Miguel Gonçalves relata que quem trabalha dentro dos EP debate-se diariamente com problemas. “Em meio prisional trabalhamos diretamente com os reclusos; fazemos as avaliações, os relatórios para as saídas precárias, se podem ou não sair em liberdade condicional... Fazemos assessoria aos tribunais porque é com base nesses relatórios que os juízes tomam decisões”. E enfatiza: “Todos os dias enfrentamos riscos. Fazemos entrevistas e estamos em contacto com o recluso. Por exemplo, há aqueles reclusos que têm o modelo americano, em que têm um vidro e um telefone para falarem com a população exterior [visitas]. Mas quando estão connosco, estão diretamente. Portanto, nós corremos o risco de vida todos os dias”.
Casos de agressões existem “com frequência, até com os menores. As duas últimas agressões de que tivemos conhecimento aconteceram com duas colegas em centros educativos, que foram espancadas. Uma delas tem de se apresentar agora ao serviço e a Direção-Geral recusa-se a transferir o agressor. Cá fora, há o modelo de separação; intramuros, estas mulheres são obrigadas a conviver diretamente com os agressores”, realça.
O salário não vai, para este líder sindical, ao encontro do trabalho que é feito. “Enquanto os técnicos da carreira geral têm um limite que pode ir até aos três mil euros, nós, no máximo, o que podemos ir, até nos reformarmos, é aos 1600 euros”, lamenta.
A falta de recursos humanos é outro tema. “Está em causa a segurança das pessoas. O Centro Nacional de Acompanhamento de Operações [CNAO], em Lisboa, está inoperacional devido à falta de trabalhadores. E essa inoperacionabilidade reflete-se, por exemplo, na vigilância eletrónica, em que os vigiados do Funchal são controlados pela equipa de vigilância do Porto e vice-versa”, denuncia.
“A nossa questão é: como é que quem está no Porto pode ir controlar alguém, ou garantir a segurança, das pessoas que estão em vigilância eletrónica, por motivo de violência doméstica, à distância de um Oceano?” Isto porque, caso um agressor se aproxime da vítima não são acionadas, de imediato, as autoridades. “Primeiro há um contacto telefónico. Mas se a vítima não atender? Ninguém a consegue avisar. Depois desse contacto pode haver um dos nossos trabalhadores a deslocar-se ao local para se certificar como é que está a situação. Nestes casos não se consegue, pela distância”.

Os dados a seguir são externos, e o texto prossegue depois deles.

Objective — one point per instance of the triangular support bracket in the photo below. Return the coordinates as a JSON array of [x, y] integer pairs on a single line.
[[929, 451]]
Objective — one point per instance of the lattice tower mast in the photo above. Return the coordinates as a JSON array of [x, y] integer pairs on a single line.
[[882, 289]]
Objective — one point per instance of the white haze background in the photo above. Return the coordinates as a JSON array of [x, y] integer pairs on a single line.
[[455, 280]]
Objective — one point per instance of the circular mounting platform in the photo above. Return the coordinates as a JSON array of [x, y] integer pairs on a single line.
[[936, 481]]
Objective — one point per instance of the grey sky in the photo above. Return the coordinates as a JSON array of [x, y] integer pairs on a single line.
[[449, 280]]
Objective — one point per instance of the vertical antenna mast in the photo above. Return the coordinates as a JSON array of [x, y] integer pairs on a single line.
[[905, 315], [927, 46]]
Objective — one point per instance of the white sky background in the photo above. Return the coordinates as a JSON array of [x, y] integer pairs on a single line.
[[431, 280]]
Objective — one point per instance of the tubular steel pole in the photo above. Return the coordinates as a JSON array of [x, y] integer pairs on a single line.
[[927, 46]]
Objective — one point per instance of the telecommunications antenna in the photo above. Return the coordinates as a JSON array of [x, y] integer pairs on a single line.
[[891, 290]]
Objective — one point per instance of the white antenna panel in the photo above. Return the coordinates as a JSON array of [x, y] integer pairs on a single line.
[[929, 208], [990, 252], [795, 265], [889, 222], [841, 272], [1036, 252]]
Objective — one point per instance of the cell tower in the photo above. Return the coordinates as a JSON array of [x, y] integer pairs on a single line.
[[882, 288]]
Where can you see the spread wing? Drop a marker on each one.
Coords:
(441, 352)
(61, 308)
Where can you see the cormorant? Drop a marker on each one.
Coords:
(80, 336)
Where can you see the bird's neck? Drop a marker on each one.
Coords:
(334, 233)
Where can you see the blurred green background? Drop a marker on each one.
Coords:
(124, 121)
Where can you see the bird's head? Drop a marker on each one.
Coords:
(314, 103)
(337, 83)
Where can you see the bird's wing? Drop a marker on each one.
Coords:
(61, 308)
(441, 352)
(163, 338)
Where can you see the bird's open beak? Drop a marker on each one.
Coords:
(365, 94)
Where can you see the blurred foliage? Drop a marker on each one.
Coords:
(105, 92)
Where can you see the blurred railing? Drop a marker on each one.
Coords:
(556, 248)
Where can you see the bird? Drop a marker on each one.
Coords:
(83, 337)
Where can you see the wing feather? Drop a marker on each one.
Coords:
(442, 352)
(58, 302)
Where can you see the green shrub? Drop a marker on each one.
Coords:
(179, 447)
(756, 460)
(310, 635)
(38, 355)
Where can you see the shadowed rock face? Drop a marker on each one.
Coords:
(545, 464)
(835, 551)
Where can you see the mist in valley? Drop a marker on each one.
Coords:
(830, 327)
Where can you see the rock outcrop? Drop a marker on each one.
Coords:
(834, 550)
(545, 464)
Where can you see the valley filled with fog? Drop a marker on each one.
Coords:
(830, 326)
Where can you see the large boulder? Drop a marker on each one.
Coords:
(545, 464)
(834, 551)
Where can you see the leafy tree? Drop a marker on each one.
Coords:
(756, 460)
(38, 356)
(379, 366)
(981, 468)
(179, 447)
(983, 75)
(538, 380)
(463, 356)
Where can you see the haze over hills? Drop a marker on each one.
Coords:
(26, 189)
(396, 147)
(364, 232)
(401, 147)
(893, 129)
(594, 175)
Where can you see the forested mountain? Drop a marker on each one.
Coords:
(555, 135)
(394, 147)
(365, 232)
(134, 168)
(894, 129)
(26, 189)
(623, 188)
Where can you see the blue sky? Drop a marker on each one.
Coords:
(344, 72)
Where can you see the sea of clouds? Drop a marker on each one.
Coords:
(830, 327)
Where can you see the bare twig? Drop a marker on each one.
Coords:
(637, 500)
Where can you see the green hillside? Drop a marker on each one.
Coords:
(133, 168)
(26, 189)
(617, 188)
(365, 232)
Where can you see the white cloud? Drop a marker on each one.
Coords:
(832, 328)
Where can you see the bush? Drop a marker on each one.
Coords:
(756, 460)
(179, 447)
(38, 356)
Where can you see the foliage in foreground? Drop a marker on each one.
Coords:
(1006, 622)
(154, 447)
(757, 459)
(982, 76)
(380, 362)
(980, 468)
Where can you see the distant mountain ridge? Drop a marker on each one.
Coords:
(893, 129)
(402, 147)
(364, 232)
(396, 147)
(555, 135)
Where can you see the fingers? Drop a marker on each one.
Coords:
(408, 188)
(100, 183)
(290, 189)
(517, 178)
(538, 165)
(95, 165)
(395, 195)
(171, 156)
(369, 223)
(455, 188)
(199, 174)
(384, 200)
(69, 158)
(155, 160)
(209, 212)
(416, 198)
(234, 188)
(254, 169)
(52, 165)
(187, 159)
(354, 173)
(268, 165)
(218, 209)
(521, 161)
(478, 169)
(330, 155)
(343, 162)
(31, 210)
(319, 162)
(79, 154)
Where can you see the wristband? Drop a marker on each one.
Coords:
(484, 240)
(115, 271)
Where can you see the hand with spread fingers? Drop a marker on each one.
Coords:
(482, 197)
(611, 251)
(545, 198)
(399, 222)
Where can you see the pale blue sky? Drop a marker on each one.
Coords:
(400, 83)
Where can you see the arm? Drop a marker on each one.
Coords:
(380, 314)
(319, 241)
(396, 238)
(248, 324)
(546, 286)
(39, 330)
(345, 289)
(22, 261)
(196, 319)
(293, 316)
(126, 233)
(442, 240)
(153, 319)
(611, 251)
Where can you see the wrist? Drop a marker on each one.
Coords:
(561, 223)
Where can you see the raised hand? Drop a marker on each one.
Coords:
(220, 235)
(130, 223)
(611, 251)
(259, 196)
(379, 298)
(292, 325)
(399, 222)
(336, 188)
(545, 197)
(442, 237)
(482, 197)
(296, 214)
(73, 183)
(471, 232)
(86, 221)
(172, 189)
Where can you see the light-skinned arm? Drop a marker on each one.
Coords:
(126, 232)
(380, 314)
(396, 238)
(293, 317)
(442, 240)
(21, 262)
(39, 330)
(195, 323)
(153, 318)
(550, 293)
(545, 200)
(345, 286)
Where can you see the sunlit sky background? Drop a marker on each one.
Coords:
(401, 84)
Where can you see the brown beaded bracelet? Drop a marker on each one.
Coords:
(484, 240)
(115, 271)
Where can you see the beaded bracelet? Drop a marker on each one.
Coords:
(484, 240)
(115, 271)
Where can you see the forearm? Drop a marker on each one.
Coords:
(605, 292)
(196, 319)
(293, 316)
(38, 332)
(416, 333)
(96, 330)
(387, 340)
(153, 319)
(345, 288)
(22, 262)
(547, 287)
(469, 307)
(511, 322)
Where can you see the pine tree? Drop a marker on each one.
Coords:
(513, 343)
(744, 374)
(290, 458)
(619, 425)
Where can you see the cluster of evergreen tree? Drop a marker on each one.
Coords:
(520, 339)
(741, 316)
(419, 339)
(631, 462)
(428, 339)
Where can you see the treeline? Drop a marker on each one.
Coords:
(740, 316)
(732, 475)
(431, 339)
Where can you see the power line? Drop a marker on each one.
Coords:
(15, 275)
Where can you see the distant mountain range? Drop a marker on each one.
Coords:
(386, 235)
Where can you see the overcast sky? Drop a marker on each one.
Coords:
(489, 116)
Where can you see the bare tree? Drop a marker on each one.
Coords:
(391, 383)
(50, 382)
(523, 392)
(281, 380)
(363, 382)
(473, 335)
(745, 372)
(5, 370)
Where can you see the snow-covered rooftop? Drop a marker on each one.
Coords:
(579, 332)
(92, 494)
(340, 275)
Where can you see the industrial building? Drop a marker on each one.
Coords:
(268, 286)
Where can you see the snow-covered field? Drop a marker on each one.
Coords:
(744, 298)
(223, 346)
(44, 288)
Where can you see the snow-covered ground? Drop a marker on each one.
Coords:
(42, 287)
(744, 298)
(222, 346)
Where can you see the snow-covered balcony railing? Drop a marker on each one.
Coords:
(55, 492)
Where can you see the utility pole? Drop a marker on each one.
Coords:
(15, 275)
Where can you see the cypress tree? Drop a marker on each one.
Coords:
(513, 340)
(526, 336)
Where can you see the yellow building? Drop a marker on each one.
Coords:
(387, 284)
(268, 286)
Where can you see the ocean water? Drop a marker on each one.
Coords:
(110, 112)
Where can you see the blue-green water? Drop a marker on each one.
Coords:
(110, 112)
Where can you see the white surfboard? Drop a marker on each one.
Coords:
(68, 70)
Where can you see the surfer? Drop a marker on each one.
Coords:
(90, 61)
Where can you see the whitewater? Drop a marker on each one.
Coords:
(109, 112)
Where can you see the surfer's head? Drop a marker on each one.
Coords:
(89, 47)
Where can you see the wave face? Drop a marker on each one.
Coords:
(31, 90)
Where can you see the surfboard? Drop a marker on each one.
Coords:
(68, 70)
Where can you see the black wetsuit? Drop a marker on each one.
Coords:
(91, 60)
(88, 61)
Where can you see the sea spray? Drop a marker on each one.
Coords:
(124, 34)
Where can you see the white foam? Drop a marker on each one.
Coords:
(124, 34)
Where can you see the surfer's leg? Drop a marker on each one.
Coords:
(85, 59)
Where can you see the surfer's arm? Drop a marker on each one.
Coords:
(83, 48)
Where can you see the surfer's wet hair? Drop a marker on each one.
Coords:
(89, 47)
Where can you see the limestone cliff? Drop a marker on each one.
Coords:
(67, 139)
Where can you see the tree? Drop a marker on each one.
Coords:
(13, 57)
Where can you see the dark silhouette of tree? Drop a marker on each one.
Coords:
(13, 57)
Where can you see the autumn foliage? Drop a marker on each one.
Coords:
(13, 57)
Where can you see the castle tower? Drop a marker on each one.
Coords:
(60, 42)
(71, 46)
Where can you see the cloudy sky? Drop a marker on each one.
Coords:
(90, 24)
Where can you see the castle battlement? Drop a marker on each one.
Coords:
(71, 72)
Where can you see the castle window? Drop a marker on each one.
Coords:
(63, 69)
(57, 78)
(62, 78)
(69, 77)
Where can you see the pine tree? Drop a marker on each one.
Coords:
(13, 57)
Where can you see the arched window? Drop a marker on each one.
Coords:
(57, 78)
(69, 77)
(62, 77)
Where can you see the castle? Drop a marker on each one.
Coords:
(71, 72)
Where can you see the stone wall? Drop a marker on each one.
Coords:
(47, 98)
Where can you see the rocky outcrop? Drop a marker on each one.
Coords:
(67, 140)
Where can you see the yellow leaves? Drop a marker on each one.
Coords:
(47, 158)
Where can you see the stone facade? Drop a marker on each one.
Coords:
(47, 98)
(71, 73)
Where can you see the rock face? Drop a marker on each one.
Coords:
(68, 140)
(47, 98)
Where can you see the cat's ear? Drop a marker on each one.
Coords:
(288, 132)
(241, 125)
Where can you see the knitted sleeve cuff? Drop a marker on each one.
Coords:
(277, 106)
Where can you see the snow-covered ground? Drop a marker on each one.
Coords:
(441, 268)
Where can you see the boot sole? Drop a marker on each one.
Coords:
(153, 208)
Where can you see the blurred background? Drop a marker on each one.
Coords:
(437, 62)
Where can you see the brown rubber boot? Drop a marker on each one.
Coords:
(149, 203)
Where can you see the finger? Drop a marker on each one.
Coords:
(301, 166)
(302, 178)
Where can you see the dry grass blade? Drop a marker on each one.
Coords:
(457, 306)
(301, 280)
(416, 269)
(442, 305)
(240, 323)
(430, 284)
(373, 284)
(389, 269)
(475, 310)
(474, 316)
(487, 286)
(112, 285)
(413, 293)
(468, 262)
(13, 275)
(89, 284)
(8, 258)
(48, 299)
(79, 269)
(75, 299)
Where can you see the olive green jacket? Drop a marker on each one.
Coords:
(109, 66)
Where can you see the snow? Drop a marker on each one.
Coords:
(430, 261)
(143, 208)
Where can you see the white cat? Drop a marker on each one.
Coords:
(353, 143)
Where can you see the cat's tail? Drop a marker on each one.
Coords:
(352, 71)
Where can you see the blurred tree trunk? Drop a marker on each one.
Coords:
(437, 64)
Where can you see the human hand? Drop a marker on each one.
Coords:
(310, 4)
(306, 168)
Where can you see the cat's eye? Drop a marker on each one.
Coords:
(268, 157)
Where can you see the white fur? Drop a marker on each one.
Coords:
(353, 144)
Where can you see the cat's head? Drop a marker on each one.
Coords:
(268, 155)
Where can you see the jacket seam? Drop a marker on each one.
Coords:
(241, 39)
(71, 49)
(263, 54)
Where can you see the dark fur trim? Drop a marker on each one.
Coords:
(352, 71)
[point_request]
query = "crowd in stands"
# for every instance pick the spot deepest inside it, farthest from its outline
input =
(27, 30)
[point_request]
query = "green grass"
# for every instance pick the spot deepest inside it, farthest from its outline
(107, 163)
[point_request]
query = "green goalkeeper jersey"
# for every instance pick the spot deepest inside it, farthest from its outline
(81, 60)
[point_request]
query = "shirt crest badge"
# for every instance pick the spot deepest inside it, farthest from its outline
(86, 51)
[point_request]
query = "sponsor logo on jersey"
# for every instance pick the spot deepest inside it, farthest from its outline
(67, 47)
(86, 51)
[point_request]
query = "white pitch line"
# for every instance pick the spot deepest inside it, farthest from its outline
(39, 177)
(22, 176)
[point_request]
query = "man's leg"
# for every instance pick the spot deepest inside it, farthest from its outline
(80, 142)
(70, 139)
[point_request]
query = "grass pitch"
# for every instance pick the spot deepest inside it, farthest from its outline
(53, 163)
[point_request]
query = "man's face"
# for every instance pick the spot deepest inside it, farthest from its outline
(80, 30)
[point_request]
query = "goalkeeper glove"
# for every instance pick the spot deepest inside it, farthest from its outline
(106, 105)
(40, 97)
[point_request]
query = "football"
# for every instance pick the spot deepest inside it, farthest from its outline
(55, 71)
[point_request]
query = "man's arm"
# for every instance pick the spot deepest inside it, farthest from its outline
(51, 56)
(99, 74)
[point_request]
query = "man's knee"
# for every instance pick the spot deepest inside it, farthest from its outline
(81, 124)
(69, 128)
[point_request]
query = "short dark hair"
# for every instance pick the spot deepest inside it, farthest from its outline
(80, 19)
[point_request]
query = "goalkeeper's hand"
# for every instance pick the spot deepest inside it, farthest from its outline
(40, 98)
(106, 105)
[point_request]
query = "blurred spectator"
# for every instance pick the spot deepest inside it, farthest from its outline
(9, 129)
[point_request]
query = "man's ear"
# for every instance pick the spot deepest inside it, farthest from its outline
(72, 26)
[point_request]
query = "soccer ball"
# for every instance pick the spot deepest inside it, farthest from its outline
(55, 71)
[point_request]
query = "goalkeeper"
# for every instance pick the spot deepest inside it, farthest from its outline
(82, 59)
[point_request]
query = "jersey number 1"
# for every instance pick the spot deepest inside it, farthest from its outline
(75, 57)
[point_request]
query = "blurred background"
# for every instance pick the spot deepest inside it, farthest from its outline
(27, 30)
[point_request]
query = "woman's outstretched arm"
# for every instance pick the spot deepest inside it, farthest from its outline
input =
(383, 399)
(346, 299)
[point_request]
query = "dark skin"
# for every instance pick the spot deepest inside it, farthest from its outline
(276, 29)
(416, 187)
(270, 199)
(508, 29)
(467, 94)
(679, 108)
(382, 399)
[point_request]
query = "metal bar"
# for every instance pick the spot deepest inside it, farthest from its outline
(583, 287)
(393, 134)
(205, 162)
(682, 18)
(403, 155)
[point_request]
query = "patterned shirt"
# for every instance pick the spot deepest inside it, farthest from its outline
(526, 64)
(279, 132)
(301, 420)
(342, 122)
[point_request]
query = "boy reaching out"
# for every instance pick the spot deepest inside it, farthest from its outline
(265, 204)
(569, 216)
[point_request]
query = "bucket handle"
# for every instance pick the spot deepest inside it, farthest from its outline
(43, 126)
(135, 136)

Perante as denúncias do sindicato, a Direção-Geral de Reinserção e Serviços Prisionais (DGRSP) responde: “O CNAO funciona como redundância das equipas de vigilância, embora não substitua as mesmas, no terreno. Isto é, monitoriza os vigiados quando as equipas não o podem fazer, contacta os vigiados e vítimas. Sendo necessário, articula com os órgãos de polícia criminal”.
Ao mesmo tempo, a DGRSP garante que o CNAO “não estará inoperacional, mas com a atividade reduzida e executada por outras equipas, que se encontrarão em redundância. Situação que só ocorrerá durante alguns períodos do dia”.
A DGRSP admite que é a primeira vez que isto acontece e que só se manterá “até setembro”. “As atribuições do CNAO serão redistribuídas pelas várias equipas, de modo a que nenhuma equipa fique sem redundância em momento algum”. E garante segurança:“Deve ter-se presente que, quando o CNAO está a substituir a equipa de Faro também não intervém no terreno, dada a distância geográfica: articula com o agressor, advertindo-o. Fala com a vítima para a alertar e se proteger, não obstante as mensagens escritas que esta recebe nos equipamentos, e ainda articula com os órgãos de polícia criminal locais”.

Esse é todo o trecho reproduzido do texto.